Il private insurance per la clientela corporate

Cosa sono? Con il termine COLI (o corporate-owned life insurance) si individuano oltreoceano tutti quei prodotti assicurativi appartenenti al ramo vita che vedono l’impresa come contraente e beneficiario di polizza. Quando non assumono la forma del prodotto di capitalizzazione, la figura dell’assicurato si individua di norma in uno dei soggetti apicali dell’impresa (es. amministratore delegato, socio fondatore ecc., o key man) ovvero, in quanto non si può escludere del tutto, in un qualsivoglia altro impiegato della stessa. Si possono inquadrare in polizze di puro rischio, ma molto più di frequente in prodotti di investimento assicurativi di ramo I e/o III. In cosa si distinguono? Per comprendere al meglio il prodotto COLI, si può procedere ad una breve comparazione con le c.d. group life policies (o polizze collettive). Di norma inquadrati come fringe benefit (o compensi in natura) offerti dall’impresa ai propri dipendenti per finalità di protezione, anche dei propri familiari, nelle polizze collettive caso morte l’impresa relega il suo ruolo a quello di firmatario del contratto di assicurazione e a soggetto obbligato al pagamento dei premi assicurativi. Infatti la polizza può essere vista come un contratto quadro in cui il singolo dipendente dell’impresa, dopo avervi aderito, diviene soggetto assicurato e per l’appunto “aderente”: in quanto tale può esercitare diversi diritti connessi alla polizza, tra cui la designazione del beneficiario.
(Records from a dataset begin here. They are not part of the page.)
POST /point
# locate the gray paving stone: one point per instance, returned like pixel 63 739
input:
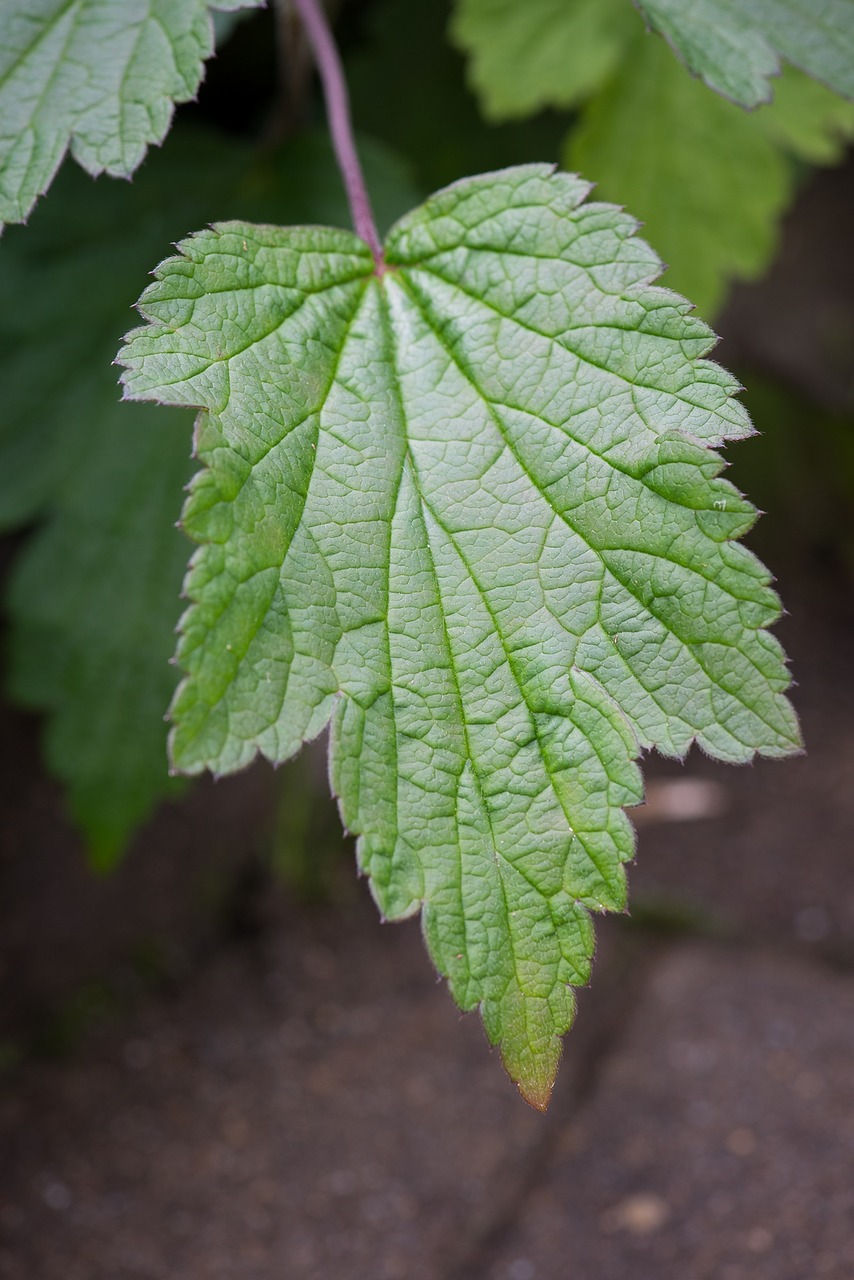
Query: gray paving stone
pixel 315 1114
pixel 720 1143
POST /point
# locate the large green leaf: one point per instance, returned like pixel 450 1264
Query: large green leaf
pixel 94 597
pixel 97 76
pixel 466 511
pixel 736 45
pixel 543 53
pixel 709 181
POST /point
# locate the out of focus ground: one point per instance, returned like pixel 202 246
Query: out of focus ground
pixel 209 1077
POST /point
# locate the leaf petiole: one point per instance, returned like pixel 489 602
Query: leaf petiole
pixel 334 87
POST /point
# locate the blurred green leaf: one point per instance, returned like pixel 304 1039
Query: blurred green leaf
pixel 707 183
pixel 407 87
pixel 542 53
pixel 94 598
pixel 738 45
pixel 97 76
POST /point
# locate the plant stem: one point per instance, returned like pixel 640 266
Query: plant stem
pixel 334 88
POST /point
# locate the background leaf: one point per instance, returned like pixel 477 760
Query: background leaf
pixel 478 524
pixel 544 53
pixel 708 184
pixel 736 45
pixel 97 76
pixel 94 597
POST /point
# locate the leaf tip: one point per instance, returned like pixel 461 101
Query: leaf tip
pixel 537 1095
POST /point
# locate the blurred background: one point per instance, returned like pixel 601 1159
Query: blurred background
pixel 214 1061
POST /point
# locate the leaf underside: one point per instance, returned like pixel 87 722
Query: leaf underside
pixel 469 513
pixel 97 76
pixel 92 599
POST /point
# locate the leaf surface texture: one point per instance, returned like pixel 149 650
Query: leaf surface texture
pixel 92 602
pixel 469 513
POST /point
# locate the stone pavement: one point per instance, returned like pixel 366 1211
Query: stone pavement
pixel 307 1105
pixel 322 1111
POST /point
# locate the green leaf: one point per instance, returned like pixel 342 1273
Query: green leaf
pixel 451 138
pixel 704 177
pixel 736 45
pixel 97 76
pixel 543 53
pixel 717 220
pixel 94 606
pixel 94 598
pixel 469 512
pixel 807 119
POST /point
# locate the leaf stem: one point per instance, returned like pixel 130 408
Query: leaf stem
pixel 334 87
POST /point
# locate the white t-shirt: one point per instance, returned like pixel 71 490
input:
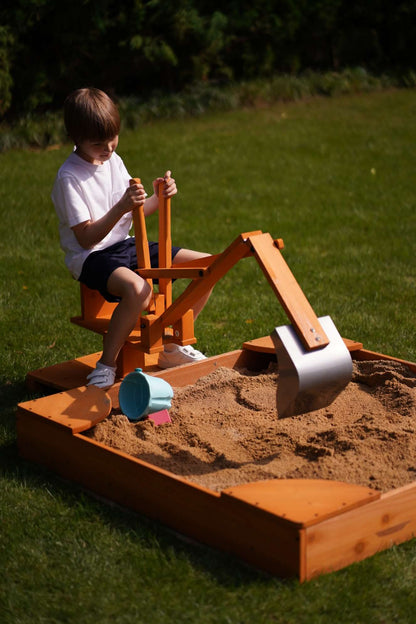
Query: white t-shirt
pixel 82 192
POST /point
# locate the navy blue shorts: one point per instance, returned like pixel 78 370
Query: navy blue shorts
pixel 99 265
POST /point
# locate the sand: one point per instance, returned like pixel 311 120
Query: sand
pixel 225 431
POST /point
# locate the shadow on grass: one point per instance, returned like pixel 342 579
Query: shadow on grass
pixel 224 568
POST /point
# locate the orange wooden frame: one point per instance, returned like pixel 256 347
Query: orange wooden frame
pixel 299 528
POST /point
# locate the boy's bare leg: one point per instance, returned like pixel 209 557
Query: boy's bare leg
pixel 135 294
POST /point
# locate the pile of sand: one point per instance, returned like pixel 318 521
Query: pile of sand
pixel 225 431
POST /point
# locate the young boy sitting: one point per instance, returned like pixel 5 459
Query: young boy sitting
pixel 94 202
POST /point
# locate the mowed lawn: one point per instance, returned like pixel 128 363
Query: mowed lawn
pixel 335 179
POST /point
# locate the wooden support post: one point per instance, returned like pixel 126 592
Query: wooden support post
pixel 165 244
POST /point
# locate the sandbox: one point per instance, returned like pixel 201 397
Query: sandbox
pixel 296 496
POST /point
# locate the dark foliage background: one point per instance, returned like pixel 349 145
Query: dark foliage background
pixel 135 47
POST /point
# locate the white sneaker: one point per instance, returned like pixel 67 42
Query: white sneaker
pixel 102 376
pixel 175 355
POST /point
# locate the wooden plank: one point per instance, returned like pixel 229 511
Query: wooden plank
pixel 63 376
pixel 360 533
pixel 265 345
pixel 302 502
pixel 77 409
pixel 288 292
pixel 186 507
Ed è proprio quest’ultimo uno degli aspetti principali che differenzia la polizza COLI dalla group life policy: il soggetto beneficiario non è l’impresa ma potenzialmente gli eredi del dipendente (o chiunque sia designato come tale dal dipendente aderente).

Nicola Alvaro | Chief Legal & Wealth Sructuring Officer Generali Luxembourg S.A. Nicola Alvaro è Chief Legal & Wealth Structuring Officer di Generali Luxembourg e guida un team di legali ed esperti di “insurance & wealth planning” a livello internazionale. Ha una doppia laurea in Giurisprudenza, con specializzazione in Giurista Internazionale d’Impresa, nonché in Economia aziendale e ha perfezionato il suo percorso di studi con un Master in Diritto e impresa presso la Business School del Sole 24 Ore oltre ad aver frequentato il primo master in trasmissione e gestione dei patrimoni organizzato da STEP Italy (la branch italiana dell’associazione “The society of trust and estate practioners” che raccoglie a livello mondiale i professionisti ed esperti di trust, patrimoni e successioni). E’ abilitato alla professiona di avvocato sia in Italia che in Spagna, è full-TEP member nonchè componente del comitato tecnico di STEP Italy.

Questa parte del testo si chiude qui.